Verdaging van de algemene vergadering: uitstel is geen afstel
Het recht om, tijdens de zitting, de vergadering uit te stellen, behoort toe aan de raad van bestuur, die daarover collegiaal beraadslaagt. In de BVBA en de CVBA kunnen de zaakvoerders respectievelijk bestuurders daarentegen hierover individueel beslissen.

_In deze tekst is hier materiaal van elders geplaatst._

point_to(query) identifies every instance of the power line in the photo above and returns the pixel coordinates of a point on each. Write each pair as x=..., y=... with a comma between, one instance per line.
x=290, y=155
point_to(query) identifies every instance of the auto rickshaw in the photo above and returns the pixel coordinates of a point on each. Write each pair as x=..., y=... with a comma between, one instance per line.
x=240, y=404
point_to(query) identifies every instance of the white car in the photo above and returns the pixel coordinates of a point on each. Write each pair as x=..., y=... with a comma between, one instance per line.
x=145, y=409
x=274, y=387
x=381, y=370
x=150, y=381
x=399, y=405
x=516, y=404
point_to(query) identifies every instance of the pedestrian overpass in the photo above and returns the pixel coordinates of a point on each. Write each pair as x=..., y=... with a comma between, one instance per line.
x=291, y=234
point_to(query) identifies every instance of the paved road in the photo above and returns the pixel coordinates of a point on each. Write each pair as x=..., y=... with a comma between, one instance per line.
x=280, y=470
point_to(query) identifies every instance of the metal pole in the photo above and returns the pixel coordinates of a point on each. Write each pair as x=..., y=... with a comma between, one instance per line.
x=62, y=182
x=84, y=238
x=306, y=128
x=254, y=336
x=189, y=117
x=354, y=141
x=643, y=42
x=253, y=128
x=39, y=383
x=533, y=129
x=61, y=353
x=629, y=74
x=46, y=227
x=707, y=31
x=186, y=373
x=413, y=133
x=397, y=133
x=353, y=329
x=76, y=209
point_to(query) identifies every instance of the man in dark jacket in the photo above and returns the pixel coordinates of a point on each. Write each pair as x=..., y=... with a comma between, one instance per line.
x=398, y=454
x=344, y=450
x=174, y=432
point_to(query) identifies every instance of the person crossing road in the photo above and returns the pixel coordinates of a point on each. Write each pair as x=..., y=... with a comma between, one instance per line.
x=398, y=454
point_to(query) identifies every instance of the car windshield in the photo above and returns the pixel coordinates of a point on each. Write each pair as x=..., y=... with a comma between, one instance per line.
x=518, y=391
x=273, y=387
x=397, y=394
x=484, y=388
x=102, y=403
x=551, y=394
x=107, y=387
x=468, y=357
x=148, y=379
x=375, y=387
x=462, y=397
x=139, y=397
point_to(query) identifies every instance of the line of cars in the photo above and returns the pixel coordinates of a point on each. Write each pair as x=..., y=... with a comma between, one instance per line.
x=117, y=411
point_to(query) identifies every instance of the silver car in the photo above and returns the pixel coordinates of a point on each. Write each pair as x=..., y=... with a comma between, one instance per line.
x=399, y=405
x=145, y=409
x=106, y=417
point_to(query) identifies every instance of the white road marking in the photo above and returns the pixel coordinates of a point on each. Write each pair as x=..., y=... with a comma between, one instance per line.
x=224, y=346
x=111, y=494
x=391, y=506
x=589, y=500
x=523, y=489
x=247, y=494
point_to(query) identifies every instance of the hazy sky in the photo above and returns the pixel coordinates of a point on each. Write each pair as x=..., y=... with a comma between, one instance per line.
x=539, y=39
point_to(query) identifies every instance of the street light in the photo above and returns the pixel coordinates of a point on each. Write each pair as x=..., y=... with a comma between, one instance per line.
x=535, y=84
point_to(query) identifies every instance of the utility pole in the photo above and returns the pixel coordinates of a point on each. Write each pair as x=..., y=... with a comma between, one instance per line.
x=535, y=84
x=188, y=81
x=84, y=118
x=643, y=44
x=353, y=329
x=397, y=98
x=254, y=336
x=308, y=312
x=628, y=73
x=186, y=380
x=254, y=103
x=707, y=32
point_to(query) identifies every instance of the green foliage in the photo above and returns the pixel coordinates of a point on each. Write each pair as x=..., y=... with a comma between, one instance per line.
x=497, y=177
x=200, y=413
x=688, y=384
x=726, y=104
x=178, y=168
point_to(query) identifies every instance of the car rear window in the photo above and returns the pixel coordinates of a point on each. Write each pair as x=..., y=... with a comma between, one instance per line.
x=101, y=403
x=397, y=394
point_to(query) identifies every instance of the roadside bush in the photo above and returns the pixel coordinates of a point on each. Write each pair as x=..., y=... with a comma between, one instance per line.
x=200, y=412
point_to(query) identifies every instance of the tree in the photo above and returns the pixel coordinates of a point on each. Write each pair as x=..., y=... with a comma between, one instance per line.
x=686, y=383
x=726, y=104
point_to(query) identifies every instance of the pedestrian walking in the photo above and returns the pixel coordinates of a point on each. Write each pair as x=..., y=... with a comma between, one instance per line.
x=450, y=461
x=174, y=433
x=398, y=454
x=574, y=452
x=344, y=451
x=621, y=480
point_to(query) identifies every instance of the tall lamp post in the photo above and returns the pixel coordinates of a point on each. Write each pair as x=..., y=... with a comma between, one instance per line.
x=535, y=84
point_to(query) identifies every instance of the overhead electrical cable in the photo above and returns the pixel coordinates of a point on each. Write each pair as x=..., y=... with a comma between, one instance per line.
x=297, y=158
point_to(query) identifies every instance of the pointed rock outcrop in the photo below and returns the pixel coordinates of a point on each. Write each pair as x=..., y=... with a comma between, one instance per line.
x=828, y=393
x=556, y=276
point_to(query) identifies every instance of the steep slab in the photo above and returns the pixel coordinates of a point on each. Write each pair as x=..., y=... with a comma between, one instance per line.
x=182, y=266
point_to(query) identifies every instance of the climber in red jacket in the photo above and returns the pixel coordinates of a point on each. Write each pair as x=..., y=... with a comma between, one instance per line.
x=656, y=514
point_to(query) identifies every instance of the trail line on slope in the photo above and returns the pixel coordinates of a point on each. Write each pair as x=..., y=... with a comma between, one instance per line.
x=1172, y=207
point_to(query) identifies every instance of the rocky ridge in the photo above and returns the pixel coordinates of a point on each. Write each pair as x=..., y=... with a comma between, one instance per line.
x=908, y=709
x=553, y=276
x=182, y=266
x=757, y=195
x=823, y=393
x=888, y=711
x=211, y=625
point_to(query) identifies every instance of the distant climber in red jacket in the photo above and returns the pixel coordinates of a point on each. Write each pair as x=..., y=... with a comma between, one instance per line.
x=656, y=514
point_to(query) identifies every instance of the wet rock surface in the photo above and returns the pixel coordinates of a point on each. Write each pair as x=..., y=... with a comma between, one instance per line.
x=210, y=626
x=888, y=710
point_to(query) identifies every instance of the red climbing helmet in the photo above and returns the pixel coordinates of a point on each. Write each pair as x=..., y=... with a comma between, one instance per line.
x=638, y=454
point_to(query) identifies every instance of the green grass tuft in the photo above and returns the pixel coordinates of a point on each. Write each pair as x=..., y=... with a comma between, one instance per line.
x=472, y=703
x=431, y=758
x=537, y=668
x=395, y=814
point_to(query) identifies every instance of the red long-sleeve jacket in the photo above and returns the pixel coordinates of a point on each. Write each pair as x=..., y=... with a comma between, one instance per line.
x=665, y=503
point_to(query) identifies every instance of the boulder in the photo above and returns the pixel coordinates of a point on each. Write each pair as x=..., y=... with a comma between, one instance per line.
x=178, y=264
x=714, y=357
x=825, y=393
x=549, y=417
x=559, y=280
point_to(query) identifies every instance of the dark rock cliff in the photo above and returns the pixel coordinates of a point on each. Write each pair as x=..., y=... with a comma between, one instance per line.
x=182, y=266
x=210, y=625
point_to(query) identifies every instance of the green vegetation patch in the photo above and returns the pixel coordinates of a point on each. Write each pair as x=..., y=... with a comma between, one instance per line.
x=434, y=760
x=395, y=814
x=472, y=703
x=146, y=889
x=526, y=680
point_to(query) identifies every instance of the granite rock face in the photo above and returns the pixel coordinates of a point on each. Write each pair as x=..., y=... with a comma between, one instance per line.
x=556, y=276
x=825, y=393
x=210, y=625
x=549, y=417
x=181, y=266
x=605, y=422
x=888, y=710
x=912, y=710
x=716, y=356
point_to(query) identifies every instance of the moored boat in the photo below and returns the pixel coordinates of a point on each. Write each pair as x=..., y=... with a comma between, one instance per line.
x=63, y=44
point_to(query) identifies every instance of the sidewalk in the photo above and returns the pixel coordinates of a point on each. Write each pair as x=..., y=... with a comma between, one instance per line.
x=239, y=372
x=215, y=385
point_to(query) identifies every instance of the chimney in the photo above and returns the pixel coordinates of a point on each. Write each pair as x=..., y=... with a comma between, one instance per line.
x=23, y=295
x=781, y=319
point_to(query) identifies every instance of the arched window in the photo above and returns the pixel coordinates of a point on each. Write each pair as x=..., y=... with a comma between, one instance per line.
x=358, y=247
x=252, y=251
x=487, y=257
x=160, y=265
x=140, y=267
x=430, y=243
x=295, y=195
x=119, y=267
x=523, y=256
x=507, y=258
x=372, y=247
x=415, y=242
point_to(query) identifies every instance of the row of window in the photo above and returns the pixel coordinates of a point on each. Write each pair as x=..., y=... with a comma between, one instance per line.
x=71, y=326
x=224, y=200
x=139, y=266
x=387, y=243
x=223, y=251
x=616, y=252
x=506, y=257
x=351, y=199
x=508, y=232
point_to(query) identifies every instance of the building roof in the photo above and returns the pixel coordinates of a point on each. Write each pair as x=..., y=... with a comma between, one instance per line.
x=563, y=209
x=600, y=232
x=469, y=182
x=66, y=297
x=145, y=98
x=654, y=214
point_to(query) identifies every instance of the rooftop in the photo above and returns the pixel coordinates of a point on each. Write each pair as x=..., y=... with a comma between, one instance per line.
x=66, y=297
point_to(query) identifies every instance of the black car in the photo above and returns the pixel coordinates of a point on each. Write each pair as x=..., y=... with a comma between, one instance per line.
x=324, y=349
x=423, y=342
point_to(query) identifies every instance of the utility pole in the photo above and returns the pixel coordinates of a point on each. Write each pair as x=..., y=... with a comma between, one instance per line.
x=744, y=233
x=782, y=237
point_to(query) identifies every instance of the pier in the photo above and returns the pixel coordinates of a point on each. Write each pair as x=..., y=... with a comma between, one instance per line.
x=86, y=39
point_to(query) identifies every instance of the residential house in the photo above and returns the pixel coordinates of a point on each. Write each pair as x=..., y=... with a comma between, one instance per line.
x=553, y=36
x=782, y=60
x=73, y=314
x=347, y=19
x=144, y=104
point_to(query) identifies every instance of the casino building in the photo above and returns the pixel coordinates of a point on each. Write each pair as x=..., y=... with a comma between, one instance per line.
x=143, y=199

Toepassingsgebied: de jaarvergaderingen
Dit verdagingsrecht kan enkel worden aangewend op de algemene vergadering waaraan de jaarrekening ter goedkeuring wordt voorgelegd (de jaarvergaderingen). De bestuurders of zaakvoerders die op de jaarvergadering aanwezig zijn, vragen aan de voorzitter de vergadering te onderbreken. Die beslissing moet niet gemotiveerd zijn. Het bestuursorgaan moet het verdagingsrecht wel in het belang van de vennootschap uitoefenen, en dus niet in exclusief eigen belang. De voorzitter verklaart dan dat de zitting wordt uitgesteld.
Gevolgen van de verdaging
Door de uitoefening van het verdagingsrecht, vervallen niet alleen de agendapunten over de goedkeuring van de jaarrekening maar ook alle punten die hiermee samenhangen zoals de kwijting aan het bestuursorgaan en de commissaris. Alle andere genomen besluiten blijven geldig tenzij de algemene vergadering hier anders over beslist.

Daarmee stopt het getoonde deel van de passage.